Muyang Lin: We have made three major technological breakthroughs: First, we designed a wearable ultrasonic probe that can collect deep tissue signals from the skin surface. Second, we designed soft circuitry, which could automatically collect and transmit data wirelessly. Third, we made a decision-making, machine-learning algorithm for data analysis. With these advances, deep tissue physiology can be monitored in motion, which provides unprecedented opportunities for medical ultrasonography and exercise physiology.
Tech Briefs: The paper I read says, ‘Moving forward, the sensor will be tested among larger populations.’ Any research/work done on the clinical trials? How is that coming along?
Lin: We are now in the process of working with clinicians to obtain IRBs (approval for clinical trial) from the university.
Tech Briefs: The paper also says, ‘Xu is the co-founder of Softsonics, LLC, which plans to commercialize the technology.’ How soon do you think we will see your technology commercialized?
Lin: The commercialization and clinical trial are related. This is the next generation of health-monitoring devices, so validating on a larger population is necessary. Passing the clinical trial is the key. We anticipate that it may take one year to validate our sensor against existing gold-standard medical devices. After we receive the clearance from clinical trials, this sensor could be commercialized and applied in clinics.
Tech Briefs: Do you have any advice for engineers aiming to bring their ideas to fruition?
Lin: To bring a rough idea into pioneering research, there are three key steps in general — know the problem, understand the technology, and keep innovating.
Although we are engineers, we do know the medical problems that clinicians face. We have a close relationship with clinicians and learn insights from them. Solving practical challenges brings high impact on the research.
A good understanding of existing technologies is also critical. There are technical barriers to be overcome, but to identify these barriers we need to understand the challenges. For example, one technical barrier for wearable ultrasound is that existing probes are operator dependent. Our latest development overcomes this challenge by implementing an autonomous algorithm to mimic clinicians’ knowledge to make decisions and diagnoses.

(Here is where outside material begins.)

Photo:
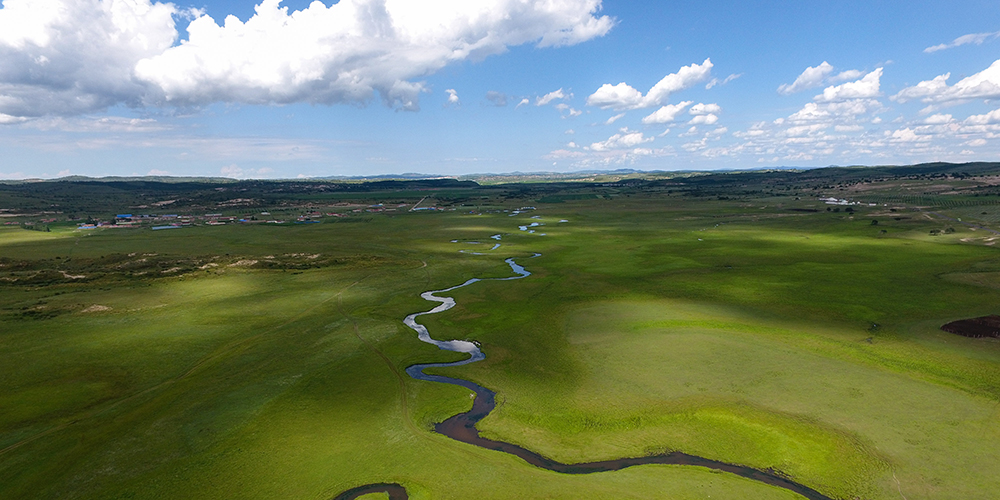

Innovation is also the key to developing revolutionary technology. We always keep our minds open to new technologies. Ideas from other fields are always inspiring. In this project, we borrowed object recognition algorithms developed by computer scientists to help us process medical images.
Tech Briefs: Anything else you’d like to add?
Lin: Existing wearable sensors are only focusing on the signals on the skin surface or shallow under the skin. We are going to deep tissues, whose signals have a stronger and faster correlation to those shallow signals. UCSD is pioneering this research direction and there are quite a few research groups in the world starting to do similar work now.